Correspondance de Voltaire/1765/Lettre 5992

Correspondance : année 1765GarnierŒuvres complètes de Voltaire, tome 43 (p. 534-536).
5992. — À M.  ÉLIE DE BEAUMONT.
À Ferney, 19 avril.

Protecteur de l’innocence, vainqueur du fanatisme, homme né pour le bonheur des hommes, je crois que vous avez toutes les pièces nécessaires pour agir en faveur de la pauvre famille Sirven, que vous voulez bien prendre sous votre protection. Vous avez, je crois, an bas de la sentence du juge du village, l’extrait de l’arrêt du parlement de Toulouse, authentiquement certifié sur papier timbré. Vous savez que ces arrêts par contumace s’appellent délibération dans la langue de oc, et ce mot délibération doit se trouver au bout de votre pancarte. Sirven a perdu, par cette aventure, tout son bien, qui consistait dans un fonds de dix-neuf mille francs, outre quinze cents livres de rentes nettes que lui valait sa place. Voilà toute une famille expatriée, converte d’opprobre, et réduite à la plus cruelle misère. Le procès qu’on lui a fait me paraît absurde, l’enlèvement de sa fille affreux, la sentence un attentat contre la justice et contre la raison. S’il s’agissait de comparaître devant tout autre tribunal que celui de Toulouse, j’enverrais cette malheureuse famille se remettre à la discrétion de ses juges naturels ; mais je crains que les juges de Toulouse ne soient plus ulcérés que corrigés. Qui peut répondre que sept ou huit têtes échauffées ne se vengeront pas sur les Sirven du triomphe que vous avez procuré aux Calas ? J’attends votre décision. Je voudrais que vous pussiez sentir à quel point je vous révère, je vous admire et je vous aime.
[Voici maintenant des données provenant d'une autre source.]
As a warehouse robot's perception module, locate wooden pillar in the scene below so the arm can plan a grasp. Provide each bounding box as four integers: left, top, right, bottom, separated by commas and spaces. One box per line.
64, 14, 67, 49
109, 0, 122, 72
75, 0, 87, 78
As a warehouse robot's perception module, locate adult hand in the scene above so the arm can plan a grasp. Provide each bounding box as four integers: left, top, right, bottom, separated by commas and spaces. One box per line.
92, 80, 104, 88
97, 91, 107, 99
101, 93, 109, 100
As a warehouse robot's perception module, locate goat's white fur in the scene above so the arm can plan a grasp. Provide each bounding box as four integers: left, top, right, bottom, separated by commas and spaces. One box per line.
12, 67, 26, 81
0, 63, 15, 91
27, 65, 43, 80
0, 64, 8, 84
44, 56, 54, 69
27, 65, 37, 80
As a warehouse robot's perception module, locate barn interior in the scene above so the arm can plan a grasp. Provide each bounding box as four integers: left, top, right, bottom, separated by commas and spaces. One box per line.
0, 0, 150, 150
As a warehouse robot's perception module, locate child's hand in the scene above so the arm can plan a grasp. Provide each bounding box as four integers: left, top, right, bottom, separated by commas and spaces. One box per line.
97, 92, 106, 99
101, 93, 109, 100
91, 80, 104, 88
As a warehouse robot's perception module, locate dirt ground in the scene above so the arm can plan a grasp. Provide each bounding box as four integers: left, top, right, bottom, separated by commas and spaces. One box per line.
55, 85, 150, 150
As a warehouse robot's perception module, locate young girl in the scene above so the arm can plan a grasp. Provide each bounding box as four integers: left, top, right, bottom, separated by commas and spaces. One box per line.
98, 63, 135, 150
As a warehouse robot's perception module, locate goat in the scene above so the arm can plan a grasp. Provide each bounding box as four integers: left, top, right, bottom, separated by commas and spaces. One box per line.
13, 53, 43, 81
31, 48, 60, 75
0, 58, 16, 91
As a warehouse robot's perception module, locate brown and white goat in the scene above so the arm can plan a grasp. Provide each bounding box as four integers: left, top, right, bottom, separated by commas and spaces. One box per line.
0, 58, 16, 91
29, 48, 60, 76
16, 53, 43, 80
Mille respects à votre digne compagne.

P. S. Je reçois dans ce moment, monsieur, votre lettre pour moi, et le paquet pour les Sirven. Je vais envoyer chercher cet infortuné père. Son malheur ne lui a peut-être pas laissé assez de netteté dans l’esprit pour répondre catégoriquement à toutes les questions que vous pourrez lui faire. Nous tâcherons cependant de vous fournir des éclaircissements. Quelque tournure que prenne cette affaire, elle ajoutera bien des fleurons à votre couronne.

Vous êtes trop bon d’avoir bien voulu répondre au petit mémoire à consulter sur une maison. Je vous en remercie tendrement. L’affaire fut accommodée dès que j’eus envoyé mon mémoire. Les juifs qui faisaient, ces étranges difficultés n’osèrent pas les soutenir, et les principaux intéressés n’ont pas balancé un moment à faire tout ce qui était convenable. Votre nom est tellement en vénération dans ce pays-ci qu’on n’oserait pas faire une chose désapprouvée par vous.